Antioxidant functions of vitamins. Vitamins E and C, beta-carotene, and other carotenoids
Sies H, Stahl W, Sundquist AR.
Ann N Y Acad Sci. 1992 Sep 30;669:7-20
Tocopherols and tocotrienols (vitamin E) and ascorbic acid (vitamin C) as well as the carotenoids react with free radicals, notably peroxyl radicals, and with singlet molecular oxygen (1O2), this being the basis of their function as antioxidants. RRR-alpha-tocopherol is the major peroxyl radical scavenger in biological lipid phases such as membranes or low-density lipoproteins (LDL). L-Ascorbate is present in aqueous compartments (e.g. cytosol, plasma, and other body fluids) and can reduce the tocopheroxyl radical; it also has a number of metabolically important cofactor functions in enzyme reactions, notably hydroxylations. Upon oxidation, these micronutrients need to be regenerated in the biological setting, hence the need for further coupling to nonradical reducing systems such as glutathione/glutathione disulfide, dihydrolipoate/lipoate, or NADPH/NADP+ and NADH/NAD+. Carotenoids, notably beta-carotene and lycopene as well as oxycarotenoids (e.g. zeaxanthin and lutein), exert antioxidant functions in lipid phases by free-radical or 1O2 quenching. There are pronounced differences in tissue carotenoid patterns, extending also to the distribution between the all-trans and various cis isomers of the respective carotenoids. Antioxidant functions are associated with lowering DNA damage, malignant transformation, and other parameters of cell damage in vitro as well as epidemiologically with lowered incidence of certain types of cancer and degenerative diseases, such as ischemic heart disease and cataract. They are of importance in the process of aging. Reactive oxygen species occur in tissues and cells and can damage DNA, proteins, carbohydrates, and lipids. These potentially deleterious reactions are controlled in part by antioxidants that eliminate prooxidants and scavenge free radicals. Their ability as antioxidants to quench radicals and 1O2 may explain some anticancer properties of the carotenoids independent of their provitamin A activity, but other functions may play a role as well. Tocopherols are the most abundant and efficient scavengers of peroxyl radicals in biological membranes. The water-soluble antioxidant vitamin C can reduce tocopheroxyl radicals directly or indirectly and thus support the antioxidant activity of vitamin E; such functions can be performed also by other appropriate reducing compounds such as glutathione (GSH) or dihydrolipoate. The biological efficacy of the antioxidants is also determined by their biokinetics.

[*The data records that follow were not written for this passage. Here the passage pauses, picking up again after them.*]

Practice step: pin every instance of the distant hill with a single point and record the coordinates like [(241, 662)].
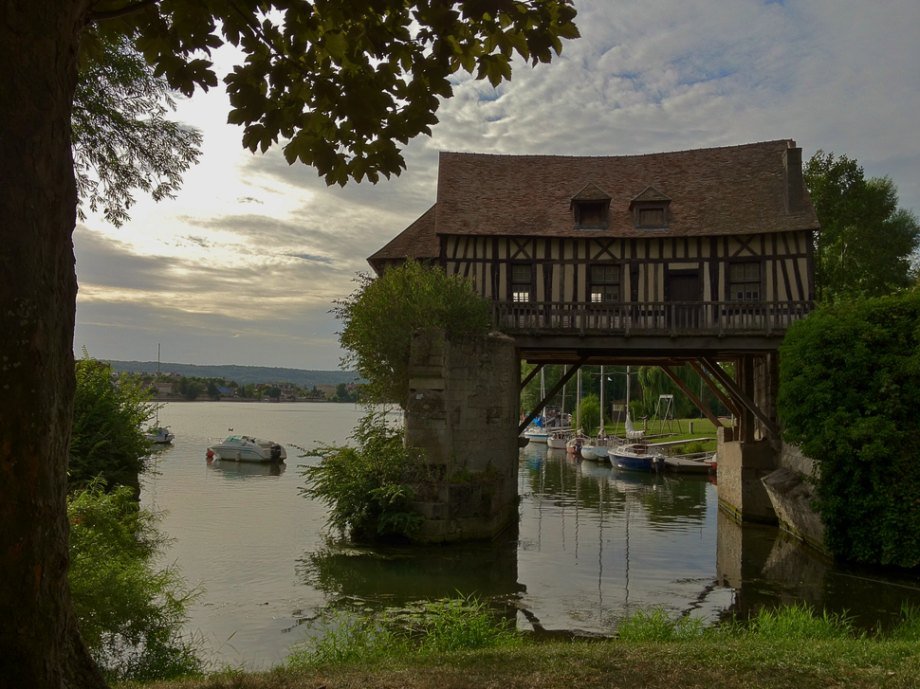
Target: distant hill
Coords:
[(243, 375)]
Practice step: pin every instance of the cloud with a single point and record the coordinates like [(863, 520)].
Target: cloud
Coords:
[(244, 265)]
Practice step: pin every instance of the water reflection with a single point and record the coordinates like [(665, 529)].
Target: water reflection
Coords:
[(237, 470), (766, 568), (595, 544)]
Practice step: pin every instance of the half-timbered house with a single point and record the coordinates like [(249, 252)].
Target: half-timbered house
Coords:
[(698, 257)]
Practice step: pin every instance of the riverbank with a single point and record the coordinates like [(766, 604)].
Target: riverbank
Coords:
[(703, 663)]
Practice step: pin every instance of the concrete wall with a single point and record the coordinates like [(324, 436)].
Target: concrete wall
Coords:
[(740, 468), (791, 491), (463, 412)]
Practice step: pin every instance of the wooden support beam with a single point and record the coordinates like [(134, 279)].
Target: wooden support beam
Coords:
[(552, 393), (714, 388), (742, 397), (531, 375), (693, 398)]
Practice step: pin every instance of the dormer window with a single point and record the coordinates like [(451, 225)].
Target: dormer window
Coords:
[(591, 208), (650, 210)]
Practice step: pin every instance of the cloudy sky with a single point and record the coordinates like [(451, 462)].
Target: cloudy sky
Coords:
[(245, 264)]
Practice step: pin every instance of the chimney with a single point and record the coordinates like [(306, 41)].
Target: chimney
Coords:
[(795, 185)]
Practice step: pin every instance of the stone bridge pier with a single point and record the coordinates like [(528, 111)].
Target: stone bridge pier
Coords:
[(463, 412)]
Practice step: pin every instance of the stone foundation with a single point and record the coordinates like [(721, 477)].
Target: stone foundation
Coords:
[(462, 412)]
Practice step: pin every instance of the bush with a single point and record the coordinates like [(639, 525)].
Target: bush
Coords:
[(369, 488), (130, 615), (849, 395), (382, 315), (107, 439)]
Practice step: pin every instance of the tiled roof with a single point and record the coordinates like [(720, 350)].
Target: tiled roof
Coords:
[(416, 241), (715, 191)]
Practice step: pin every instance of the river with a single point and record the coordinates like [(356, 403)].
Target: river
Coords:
[(591, 546)]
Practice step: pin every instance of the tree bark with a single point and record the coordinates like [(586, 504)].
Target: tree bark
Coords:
[(39, 641)]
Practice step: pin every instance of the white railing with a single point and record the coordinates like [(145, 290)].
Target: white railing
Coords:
[(650, 318)]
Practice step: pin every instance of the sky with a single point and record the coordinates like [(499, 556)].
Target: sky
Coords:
[(245, 264)]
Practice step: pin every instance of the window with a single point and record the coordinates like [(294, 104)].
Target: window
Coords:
[(591, 208), (605, 284), (744, 281), (591, 214), (651, 217), (650, 210), (521, 282)]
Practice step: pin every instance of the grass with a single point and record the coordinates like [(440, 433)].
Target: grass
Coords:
[(789, 648)]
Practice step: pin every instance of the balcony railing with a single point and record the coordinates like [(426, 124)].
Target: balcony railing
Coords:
[(649, 318)]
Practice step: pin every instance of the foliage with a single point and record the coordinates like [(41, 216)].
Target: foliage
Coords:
[(655, 625), (849, 395), (369, 488), (865, 244), (130, 615), (459, 624), (121, 138), (109, 419), (799, 622), (382, 315), (344, 83), (447, 625), (589, 414)]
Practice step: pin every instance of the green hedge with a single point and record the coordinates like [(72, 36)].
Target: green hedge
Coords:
[(849, 396)]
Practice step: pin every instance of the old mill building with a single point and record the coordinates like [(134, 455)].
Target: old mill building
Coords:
[(698, 257)]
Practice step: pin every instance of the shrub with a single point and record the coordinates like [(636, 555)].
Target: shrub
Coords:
[(369, 488), (849, 394), (381, 316), (130, 615), (107, 439)]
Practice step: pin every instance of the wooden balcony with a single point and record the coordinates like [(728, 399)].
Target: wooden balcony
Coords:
[(718, 319)]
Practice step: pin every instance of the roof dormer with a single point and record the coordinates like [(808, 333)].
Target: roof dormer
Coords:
[(591, 208), (650, 210)]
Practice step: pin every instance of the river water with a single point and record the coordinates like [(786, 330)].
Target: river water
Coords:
[(592, 545)]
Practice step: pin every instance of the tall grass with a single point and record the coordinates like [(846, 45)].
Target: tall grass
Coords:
[(441, 626), (655, 625)]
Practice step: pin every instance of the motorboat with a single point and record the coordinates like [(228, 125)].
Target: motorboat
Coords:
[(245, 448), (558, 438), (575, 442), (159, 435), (595, 449), (535, 433), (636, 457)]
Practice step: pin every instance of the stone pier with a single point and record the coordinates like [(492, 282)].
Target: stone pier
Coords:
[(463, 412)]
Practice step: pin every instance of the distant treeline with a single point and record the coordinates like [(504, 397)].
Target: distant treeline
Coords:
[(243, 375)]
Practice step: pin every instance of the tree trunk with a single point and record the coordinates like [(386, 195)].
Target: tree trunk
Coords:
[(39, 642)]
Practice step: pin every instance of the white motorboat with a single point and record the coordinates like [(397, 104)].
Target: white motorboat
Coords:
[(557, 439), (245, 448)]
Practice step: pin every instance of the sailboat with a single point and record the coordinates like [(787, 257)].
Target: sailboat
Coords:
[(596, 448), (157, 434), (536, 432), (634, 454)]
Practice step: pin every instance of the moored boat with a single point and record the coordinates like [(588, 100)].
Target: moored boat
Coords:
[(636, 457), (245, 448)]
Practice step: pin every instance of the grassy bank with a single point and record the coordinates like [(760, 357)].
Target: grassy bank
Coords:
[(792, 648), (703, 664)]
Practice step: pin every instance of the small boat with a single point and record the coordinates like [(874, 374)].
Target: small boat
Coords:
[(557, 439), (595, 449), (245, 448), (575, 442), (536, 434), (636, 457), (159, 435)]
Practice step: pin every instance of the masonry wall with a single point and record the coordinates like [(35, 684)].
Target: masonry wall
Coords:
[(463, 412)]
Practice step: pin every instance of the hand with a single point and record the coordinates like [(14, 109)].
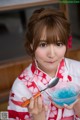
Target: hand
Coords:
[(75, 106), (36, 108)]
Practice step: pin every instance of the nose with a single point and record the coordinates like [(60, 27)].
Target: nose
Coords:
[(51, 51)]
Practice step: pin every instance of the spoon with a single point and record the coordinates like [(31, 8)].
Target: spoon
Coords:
[(50, 85)]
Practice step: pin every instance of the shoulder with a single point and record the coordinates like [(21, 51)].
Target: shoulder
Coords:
[(20, 83), (72, 62)]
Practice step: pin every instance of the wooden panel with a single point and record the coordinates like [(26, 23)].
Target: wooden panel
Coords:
[(74, 54), (10, 70)]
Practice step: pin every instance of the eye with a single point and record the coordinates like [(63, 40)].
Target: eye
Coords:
[(43, 44), (59, 44)]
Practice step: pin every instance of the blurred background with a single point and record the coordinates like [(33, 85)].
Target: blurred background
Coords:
[(13, 57)]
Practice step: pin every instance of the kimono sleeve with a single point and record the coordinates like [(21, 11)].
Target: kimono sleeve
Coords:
[(15, 111)]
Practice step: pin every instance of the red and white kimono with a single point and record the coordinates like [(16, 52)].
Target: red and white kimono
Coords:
[(33, 80)]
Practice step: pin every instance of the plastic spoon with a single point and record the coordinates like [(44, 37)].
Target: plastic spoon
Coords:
[(50, 85)]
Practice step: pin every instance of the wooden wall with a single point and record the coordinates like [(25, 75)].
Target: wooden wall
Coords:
[(9, 70)]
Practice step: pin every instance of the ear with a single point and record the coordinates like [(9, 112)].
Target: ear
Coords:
[(31, 45)]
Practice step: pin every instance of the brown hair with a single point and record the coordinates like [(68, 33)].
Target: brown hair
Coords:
[(56, 25)]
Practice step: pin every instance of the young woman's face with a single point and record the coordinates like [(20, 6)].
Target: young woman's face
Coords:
[(48, 56)]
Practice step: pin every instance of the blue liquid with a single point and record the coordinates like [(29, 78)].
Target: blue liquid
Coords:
[(60, 96)]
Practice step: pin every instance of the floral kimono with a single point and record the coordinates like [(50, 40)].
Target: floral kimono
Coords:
[(32, 80)]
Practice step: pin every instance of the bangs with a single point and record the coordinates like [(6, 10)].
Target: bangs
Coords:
[(56, 33)]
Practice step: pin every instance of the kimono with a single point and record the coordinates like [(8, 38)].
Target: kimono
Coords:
[(32, 80)]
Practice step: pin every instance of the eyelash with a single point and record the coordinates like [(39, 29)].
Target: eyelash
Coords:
[(59, 44), (43, 44)]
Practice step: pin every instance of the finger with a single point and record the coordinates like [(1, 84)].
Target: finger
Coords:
[(46, 108), (24, 98), (36, 102), (31, 105)]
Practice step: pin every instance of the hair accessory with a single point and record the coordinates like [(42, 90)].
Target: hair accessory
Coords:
[(69, 44)]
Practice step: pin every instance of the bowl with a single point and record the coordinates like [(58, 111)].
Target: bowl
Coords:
[(67, 94)]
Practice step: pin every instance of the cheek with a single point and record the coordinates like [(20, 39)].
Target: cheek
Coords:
[(39, 54)]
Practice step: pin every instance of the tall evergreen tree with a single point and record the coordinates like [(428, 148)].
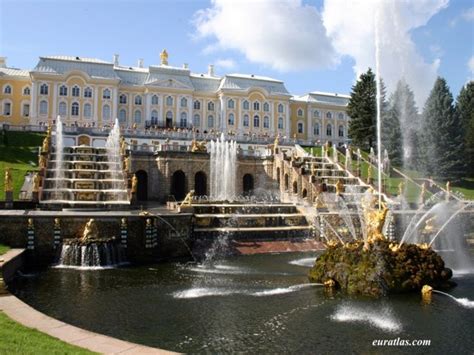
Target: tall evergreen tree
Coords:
[(465, 110), (442, 134), (362, 109)]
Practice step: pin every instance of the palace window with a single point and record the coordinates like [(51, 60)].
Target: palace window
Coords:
[(43, 107), (210, 121), (341, 131), (256, 121), (122, 115), (280, 122), (76, 92), (246, 122), (197, 120), (75, 109), (25, 110), (266, 122), (106, 112), (44, 89), (300, 127), (122, 99), (87, 110), (62, 109), (183, 120), (137, 116), (329, 130), (106, 94), (88, 92)]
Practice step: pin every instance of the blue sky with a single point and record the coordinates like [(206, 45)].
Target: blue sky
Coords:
[(293, 46)]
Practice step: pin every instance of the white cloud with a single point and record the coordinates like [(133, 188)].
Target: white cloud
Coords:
[(284, 34), (226, 63), (351, 26)]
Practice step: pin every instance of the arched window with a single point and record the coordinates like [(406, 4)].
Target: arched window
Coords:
[(316, 129), (197, 120), (300, 127), (280, 122), (76, 92), (210, 121), (106, 94), (137, 116), (87, 110), (183, 121), (329, 130), (154, 117), (106, 112), (246, 122), (122, 115), (88, 92), (256, 121), (75, 109), (63, 90), (266, 122), (62, 109), (43, 107), (44, 89)]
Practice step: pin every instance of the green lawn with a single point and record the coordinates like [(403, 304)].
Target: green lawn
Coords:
[(19, 152), (17, 339)]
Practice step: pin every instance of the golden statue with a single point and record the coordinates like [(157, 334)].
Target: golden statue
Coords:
[(8, 181), (36, 182), (164, 57), (90, 231), (134, 183), (188, 200)]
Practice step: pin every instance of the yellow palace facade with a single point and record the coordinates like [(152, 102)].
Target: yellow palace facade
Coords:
[(91, 92)]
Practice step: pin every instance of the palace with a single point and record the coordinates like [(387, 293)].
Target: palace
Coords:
[(89, 92)]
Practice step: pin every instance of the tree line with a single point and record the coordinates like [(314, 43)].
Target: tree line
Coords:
[(438, 142)]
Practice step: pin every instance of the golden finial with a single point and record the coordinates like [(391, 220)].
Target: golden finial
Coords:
[(164, 57)]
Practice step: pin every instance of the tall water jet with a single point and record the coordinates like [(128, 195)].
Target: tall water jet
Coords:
[(223, 161)]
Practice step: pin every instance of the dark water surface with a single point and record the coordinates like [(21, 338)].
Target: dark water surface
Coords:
[(259, 303)]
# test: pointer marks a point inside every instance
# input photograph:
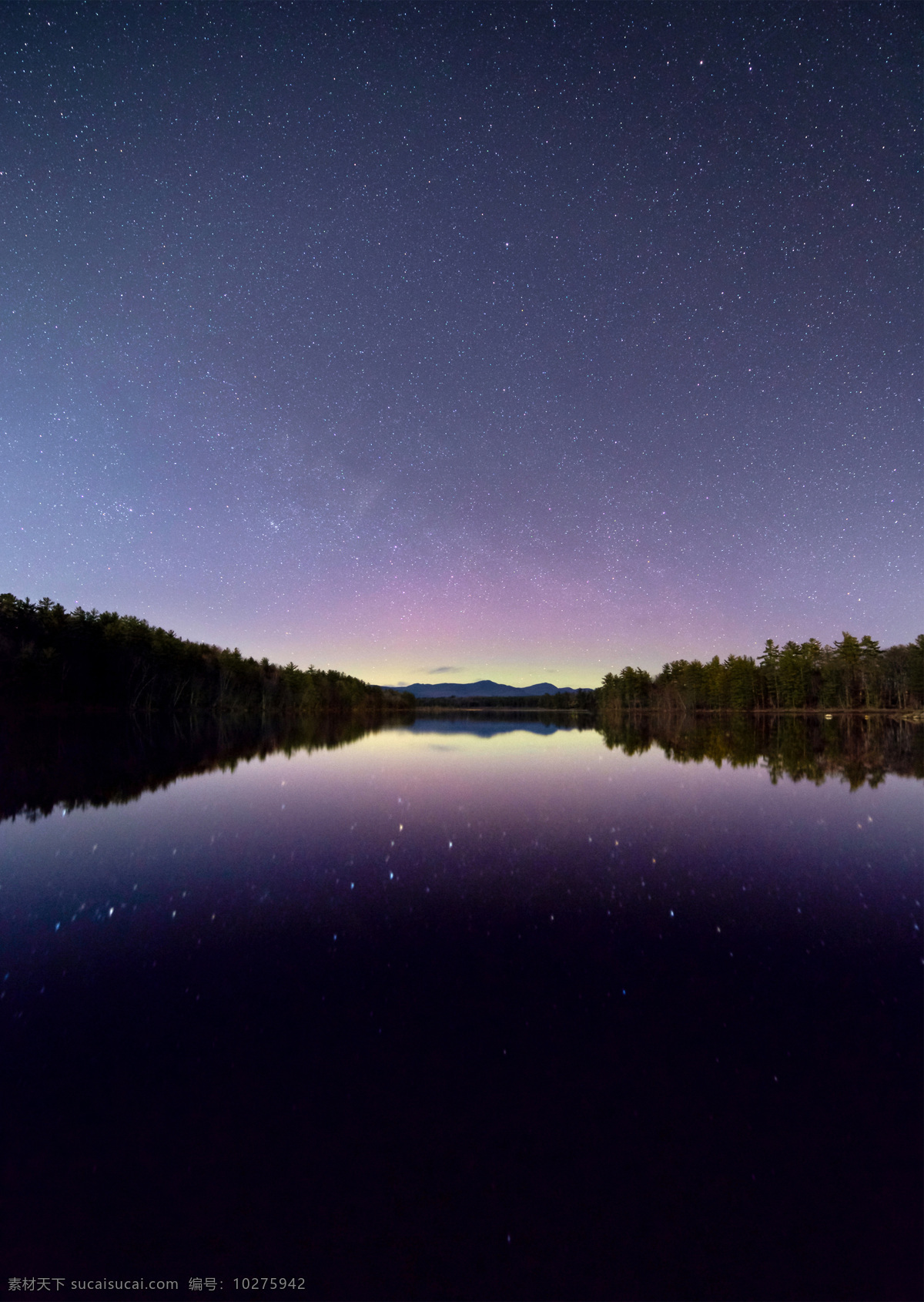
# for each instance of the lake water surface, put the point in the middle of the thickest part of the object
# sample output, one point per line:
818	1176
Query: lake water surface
470	1008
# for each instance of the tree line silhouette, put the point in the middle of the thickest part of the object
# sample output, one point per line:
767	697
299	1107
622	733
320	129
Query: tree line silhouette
854	673
89	659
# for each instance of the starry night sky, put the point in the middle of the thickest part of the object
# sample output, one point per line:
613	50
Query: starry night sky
461	341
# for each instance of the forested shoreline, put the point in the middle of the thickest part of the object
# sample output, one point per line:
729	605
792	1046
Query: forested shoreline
854	673
52	659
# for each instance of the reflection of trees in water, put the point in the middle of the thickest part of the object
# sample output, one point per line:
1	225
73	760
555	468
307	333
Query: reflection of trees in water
850	747
109	760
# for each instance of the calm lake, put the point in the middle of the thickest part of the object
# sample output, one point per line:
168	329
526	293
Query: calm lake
470	1008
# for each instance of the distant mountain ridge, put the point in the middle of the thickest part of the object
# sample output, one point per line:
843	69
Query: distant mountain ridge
484	688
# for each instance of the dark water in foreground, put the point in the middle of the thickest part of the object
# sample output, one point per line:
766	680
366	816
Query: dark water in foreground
465	1009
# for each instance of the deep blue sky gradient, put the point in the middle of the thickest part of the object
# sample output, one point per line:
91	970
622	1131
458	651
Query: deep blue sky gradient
461	341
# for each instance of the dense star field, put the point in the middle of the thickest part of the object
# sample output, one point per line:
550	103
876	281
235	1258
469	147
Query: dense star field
461	341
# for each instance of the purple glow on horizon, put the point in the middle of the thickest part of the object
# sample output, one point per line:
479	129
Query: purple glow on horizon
394	341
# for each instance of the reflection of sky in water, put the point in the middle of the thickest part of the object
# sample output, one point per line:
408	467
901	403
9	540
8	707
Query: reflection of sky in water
449	810
449	987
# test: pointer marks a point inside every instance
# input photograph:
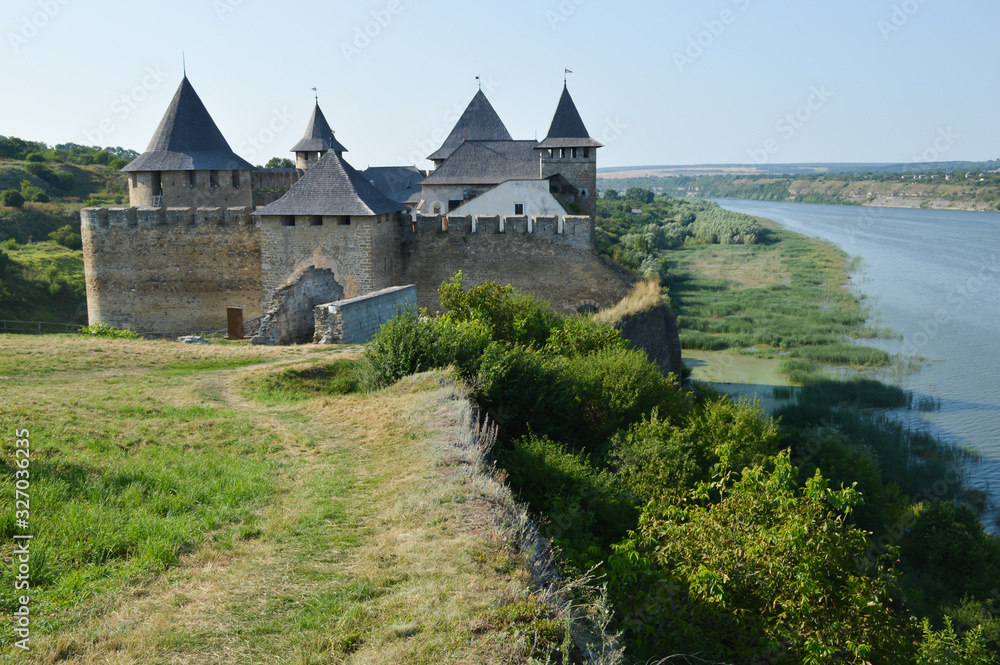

Interactions among antioxidants in health and disease: Vitamin E and its redox cycle
Packer L.
Proc Soc Exp Biol Med. 1992 Jun;200(2):271-6.
Probably most diseases at some point during their course involve free radical reactions in tissue injury. In some cases, free radical reactions may be involved in multiple sites and at different stages of a chronic disease. So, both acute and degenerative diseases are thought to involve free radical reactions in tissue injury. An overview will be given of the evidence for the occurrence of free radicals and the importance of antioxidant interventions, with particular reference to the lipophilic antioxidant vitamin E (tocopherols and tocotrienols).